DUALISM AND THE PHANTASTIC THEORY OF OUR LORD’S ADVENT IN THE ORIENTAL
CHURCHES.—THE DOCTRINES THEY REJECTED.—THEY HELD TO BAPTISM.

As a matter of history, we find that most of the Oriental churches, and indeed some of those of Asia Minor which had been founded by the apostles, were permeated with these dualistic doctrines, though in different degrees. It would not be far from the truth were we to say that there have been traces of it among the most evangelical churches of all the ages since, even down to our own time. As to the doctrines which they did not believe, the evidence is more satisfactory. They honored the Virgin Mary as the mother of our Lord according to the flesh—though there were different opinions even on this point but they refused any worship to her as a divine or superhuman being. True to their old Aryan training, they repudiated alike picture and icon, statue and image, crucifix and crosier. They recognized no bishop or high priest; their elders served them in their simple ritual, and expounded to them the word of God. The initiatory rite of their faith has been to some extent a matter of dispute; with nearly all there is ample evidence that it was as in the Greek Church, an immersion in water, though probably not a trine immersion, and without the anointing, and other ceremonies.

But many of their enemies, overlooking the fact that all their members received baptism on their admission into the church, because it was not attended with the ceremonials and adjuncts of the Greek Church, have spoken of their ceremony of ordaining and setting apart their elders and "perfect ones " as a spiritual baptism, called by them consolamentum and administered by the simple imposition of hands.[1] The denial of their practice of water-baptism is due solely to this misapprehension. The strictness and ascetic character of their doctrines led them to prohibit all architectural display. Their churches were simple, plain, barn-like buildings, without tower, steeple, or bell. They knew nothing of nave, transept, chancel, or altar. The bare walls of the room had no ornaments; rude seats accommodated the worshippers; a table covered with a white cloth, on which lay a copy of the New Testament, or, if they were unable to obtain this, the Gospel of St. John, sufficed instead of pulpit for their aiders.[2]
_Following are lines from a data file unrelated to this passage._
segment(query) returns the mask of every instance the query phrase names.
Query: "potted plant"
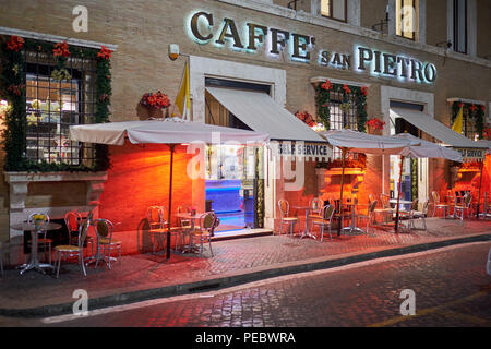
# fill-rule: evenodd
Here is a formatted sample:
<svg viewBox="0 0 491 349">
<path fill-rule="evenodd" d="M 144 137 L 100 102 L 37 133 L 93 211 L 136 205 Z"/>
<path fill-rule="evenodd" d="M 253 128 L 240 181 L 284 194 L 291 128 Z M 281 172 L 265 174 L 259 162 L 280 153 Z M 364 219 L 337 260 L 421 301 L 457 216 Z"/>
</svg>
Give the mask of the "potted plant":
<svg viewBox="0 0 491 349">
<path fill-rule="evenodd" d="M 148 110 L 148 119 L 161 119 L 164 117 L 163 110 L 170 106 L 170 101 L 166 94 L 157 91 L 156 93 L 145 93 L 140 100 L 140 105 Z"/>
<path fill-rule="evenodd" d="M 380 120 L 379 118 L 372 118 L 369 121 L 367 121 L 367 127 L 370 134 L 382 134 L 384 125 L 385 122 Z"/>
</svg>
At first, with but limited instruction, and with only a small portion of the New Testament in their hands, there is no reason to doubt that their doctrinal views, whether measured by the standard of the Christianity of those times or of our own, were in some respects heretical. The leaders of the Paulicians in the fifth and sixth centuries are reputed to have held these opinions: that God had two sons; that the elder, whom they called Satanael, had been at first endowed with all the attributes of deity and was chief among the hosts of heaven; that by him, through the power bestowed upon him by the Father, the material bodies of the universe—suns, moons, and stars—were created, but, in consequence of his ambition and rebellion, he was driven from heaven, and took with him the third part of the heavenly host. Then, they said, God bestowed the power on his younger son, Jesus, whom he made the heir of all worlds, and gave him the power over all spiritual intelligences. Satanael had created our earth, but Jesus breathed into man the breath of life, and he became a living soul. Thenceforth there was a constant conflict between Satanael and Jesus. The former compassed the death of the latter after his assumption of the human form and nature, but by this very act Satanael secured his own defeat, for Jesus rose from the dead, the conqueror over his great enemy and all his foes, and was received into heaven in triumph, having redeemed by. his death all who should trust in him.[3] We see in this system of doctrine—which it is only right to say comes to us through their enemies—many traces of the old dualistic theory of the good and the evil spirits, but the whole is illumined by a brighter and better hope—that of the speedy triumph of the right and the good— than ever cheered the heart of Zartusht or gleamed from the pages of the Zendaves.